By now, you’ve heard about the fact that your iPhone has been caching its location data file for months, leaving a nifty but, for some, troubling series of virtual breadcrumbs showing the phone’s movement over time.
I tend to agree with Gruber and other cooler heads that this is half-intentional, half-mistake. The intentional point is the short-term caching of location data to serve apps that use it. The mistake is in not flushing the data after it’s been used. Apparently, this is the way Android handles similar location information.
My guess: watch for an update real soon now.
Until then, marvel at the way these kinds of stories almost always play out:
- The original story is reported, in this case with nuance and a downloadable app to pull your own data and display it.
- Blogs pick it up and spin accordingly.

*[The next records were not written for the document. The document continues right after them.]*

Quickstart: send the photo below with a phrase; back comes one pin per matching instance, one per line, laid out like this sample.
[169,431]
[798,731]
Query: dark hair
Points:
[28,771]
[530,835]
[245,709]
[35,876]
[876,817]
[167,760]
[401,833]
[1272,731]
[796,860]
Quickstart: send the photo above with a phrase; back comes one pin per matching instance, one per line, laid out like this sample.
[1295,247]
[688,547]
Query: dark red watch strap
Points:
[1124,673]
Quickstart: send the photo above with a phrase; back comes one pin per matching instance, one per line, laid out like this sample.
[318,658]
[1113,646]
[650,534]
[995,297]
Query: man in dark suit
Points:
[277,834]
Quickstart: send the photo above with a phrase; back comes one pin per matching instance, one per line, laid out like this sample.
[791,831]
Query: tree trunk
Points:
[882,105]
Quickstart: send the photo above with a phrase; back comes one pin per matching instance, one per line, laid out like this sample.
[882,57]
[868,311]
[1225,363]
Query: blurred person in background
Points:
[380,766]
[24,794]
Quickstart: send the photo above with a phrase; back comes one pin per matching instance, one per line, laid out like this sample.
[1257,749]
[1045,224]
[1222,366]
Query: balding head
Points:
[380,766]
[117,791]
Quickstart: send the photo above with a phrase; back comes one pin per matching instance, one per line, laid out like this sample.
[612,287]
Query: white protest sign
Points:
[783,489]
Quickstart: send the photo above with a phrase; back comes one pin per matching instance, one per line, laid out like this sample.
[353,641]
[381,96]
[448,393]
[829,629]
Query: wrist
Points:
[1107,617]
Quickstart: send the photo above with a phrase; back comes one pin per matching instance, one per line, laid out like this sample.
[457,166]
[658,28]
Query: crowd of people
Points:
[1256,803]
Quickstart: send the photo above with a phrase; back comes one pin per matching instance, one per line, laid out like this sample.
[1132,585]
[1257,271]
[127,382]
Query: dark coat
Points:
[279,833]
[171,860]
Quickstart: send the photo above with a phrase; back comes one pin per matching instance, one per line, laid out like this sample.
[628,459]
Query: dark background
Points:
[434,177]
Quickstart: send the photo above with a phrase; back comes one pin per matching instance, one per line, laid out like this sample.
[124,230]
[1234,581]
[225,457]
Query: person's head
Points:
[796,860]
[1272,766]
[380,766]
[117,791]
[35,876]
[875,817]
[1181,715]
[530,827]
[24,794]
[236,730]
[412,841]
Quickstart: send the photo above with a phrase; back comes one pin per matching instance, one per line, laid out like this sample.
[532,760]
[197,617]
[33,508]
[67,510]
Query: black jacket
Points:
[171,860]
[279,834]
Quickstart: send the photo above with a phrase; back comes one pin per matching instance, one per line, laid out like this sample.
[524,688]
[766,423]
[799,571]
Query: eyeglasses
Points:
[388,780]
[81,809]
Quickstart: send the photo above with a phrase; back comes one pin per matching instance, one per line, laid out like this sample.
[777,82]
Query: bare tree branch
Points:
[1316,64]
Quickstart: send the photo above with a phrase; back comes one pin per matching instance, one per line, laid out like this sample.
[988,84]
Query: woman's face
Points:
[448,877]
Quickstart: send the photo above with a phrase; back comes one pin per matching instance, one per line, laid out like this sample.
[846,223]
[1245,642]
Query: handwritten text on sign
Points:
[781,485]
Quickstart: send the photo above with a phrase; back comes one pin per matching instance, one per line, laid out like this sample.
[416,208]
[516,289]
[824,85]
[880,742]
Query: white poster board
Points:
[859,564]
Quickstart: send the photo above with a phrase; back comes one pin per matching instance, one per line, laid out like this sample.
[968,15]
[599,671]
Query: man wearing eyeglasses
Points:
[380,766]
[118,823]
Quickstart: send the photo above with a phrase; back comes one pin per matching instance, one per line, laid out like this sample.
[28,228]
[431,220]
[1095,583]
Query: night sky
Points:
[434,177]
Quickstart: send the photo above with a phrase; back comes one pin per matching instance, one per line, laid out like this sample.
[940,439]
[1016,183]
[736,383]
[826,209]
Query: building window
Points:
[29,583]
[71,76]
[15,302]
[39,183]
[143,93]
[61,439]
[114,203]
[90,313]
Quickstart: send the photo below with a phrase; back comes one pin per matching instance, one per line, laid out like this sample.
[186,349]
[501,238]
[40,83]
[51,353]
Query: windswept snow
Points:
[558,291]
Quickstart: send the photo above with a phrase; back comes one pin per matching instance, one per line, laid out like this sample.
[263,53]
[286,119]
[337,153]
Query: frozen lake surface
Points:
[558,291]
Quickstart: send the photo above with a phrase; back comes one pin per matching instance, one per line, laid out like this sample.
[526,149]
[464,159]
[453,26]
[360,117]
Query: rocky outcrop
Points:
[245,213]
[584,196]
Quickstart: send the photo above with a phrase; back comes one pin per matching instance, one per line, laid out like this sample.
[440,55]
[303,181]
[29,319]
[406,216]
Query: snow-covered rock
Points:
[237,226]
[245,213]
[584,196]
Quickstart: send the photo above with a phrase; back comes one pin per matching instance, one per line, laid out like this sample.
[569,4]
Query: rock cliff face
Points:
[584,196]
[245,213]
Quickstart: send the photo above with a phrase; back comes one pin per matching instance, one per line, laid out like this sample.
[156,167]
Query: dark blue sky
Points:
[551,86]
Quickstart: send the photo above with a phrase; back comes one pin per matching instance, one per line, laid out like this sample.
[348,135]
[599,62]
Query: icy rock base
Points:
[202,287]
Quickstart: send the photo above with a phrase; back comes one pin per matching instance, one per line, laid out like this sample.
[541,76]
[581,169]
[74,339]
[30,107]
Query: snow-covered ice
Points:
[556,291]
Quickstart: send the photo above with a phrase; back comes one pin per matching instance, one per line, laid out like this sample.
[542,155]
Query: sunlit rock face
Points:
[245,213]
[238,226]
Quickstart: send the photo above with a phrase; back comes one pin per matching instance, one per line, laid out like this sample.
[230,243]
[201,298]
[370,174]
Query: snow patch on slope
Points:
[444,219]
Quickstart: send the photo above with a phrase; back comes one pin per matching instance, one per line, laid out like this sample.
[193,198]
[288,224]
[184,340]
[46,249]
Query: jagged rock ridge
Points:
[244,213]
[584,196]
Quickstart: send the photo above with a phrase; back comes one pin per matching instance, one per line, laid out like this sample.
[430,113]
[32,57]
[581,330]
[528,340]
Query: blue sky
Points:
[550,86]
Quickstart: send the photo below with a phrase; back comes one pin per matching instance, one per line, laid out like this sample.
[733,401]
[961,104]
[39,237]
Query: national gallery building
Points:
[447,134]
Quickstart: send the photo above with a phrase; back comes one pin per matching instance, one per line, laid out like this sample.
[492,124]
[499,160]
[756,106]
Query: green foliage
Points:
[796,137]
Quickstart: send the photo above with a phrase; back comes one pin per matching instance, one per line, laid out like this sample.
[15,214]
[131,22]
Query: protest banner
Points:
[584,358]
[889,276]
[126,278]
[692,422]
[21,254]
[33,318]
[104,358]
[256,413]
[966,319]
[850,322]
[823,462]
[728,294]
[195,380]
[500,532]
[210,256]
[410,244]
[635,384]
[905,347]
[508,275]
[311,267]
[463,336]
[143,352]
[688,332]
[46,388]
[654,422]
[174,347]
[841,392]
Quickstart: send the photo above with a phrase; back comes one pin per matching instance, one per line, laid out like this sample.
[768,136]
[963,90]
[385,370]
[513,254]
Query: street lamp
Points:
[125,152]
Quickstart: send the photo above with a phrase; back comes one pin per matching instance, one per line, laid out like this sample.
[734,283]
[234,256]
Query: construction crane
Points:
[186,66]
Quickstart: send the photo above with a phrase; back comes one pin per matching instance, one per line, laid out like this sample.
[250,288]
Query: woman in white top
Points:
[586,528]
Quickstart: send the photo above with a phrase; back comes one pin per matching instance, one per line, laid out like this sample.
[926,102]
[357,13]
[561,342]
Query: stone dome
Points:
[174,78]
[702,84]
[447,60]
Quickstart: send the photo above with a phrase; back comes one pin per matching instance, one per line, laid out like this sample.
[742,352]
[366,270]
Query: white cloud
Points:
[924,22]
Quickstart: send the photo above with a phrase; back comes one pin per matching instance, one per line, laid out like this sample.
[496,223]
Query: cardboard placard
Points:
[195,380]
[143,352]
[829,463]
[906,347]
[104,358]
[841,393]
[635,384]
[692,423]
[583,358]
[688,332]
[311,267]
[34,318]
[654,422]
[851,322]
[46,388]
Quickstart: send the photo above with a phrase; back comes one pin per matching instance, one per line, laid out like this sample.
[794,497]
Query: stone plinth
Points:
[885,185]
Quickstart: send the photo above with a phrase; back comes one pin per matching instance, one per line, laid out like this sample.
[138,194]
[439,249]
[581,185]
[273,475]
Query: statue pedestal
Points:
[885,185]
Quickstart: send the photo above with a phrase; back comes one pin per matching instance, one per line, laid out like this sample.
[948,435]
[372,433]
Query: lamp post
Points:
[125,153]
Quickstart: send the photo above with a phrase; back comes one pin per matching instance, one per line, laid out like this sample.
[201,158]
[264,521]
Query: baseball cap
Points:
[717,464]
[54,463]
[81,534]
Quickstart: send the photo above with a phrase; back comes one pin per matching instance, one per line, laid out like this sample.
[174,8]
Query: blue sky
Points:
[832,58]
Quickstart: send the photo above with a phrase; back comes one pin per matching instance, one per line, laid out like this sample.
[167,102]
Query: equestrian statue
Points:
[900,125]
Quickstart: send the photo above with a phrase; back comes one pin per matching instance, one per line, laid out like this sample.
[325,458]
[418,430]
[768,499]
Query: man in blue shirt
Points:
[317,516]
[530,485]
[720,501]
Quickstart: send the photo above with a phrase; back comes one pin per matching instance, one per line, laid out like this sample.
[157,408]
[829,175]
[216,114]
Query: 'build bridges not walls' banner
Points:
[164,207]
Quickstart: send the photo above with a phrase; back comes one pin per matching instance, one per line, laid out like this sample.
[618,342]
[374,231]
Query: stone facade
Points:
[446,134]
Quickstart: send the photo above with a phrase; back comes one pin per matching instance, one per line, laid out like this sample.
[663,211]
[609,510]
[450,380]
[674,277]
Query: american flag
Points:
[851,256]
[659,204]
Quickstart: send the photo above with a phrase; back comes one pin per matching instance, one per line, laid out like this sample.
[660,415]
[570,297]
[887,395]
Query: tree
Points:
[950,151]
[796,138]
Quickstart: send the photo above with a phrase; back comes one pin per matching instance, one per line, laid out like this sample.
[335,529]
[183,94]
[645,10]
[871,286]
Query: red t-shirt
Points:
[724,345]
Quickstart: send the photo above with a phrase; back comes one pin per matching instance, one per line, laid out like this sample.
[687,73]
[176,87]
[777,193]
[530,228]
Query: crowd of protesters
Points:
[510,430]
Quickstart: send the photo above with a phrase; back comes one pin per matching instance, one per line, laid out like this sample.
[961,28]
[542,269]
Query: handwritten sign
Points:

Many Apple-centric sites report it with some perspective. Others freak out.
- A midwestern former-comedian-turned-senator demands answers.
- A subsequent post points out that answers to the senator’s questions already exist.
- Local television news joins the freakout. “YOUR PHONE IS SPYING ON YOU! DETAILS AT 11.”
What’s next? I don’t watch it, but I imagine that The Today Show will devote a sizable chunk of the show to it this morning. NPR will wring its hands. Consumer Reports will be sure to issue a news release saying that they still don’t recommend the iPhone. And Steve Ballmer will tell some interviewer willing to listen that he knew all along that “the iPhone is a flawed approach to smartphones.”
Okay. Now I’m exaggerating. But the point stands.
It’s a story. No question. And there are legitimate inquiries to be made about why Apple doesn’t flush out the data more frequently (or at all) and what, exactly, it’s being used for (there are many plausible guesses that are quite benign, but, so far, Apple hasn’t spoken up and cleared the air).
But by the time it gets to the ears of the general public, it’s become something much larger and, honestly, much more alarming and inaccurate.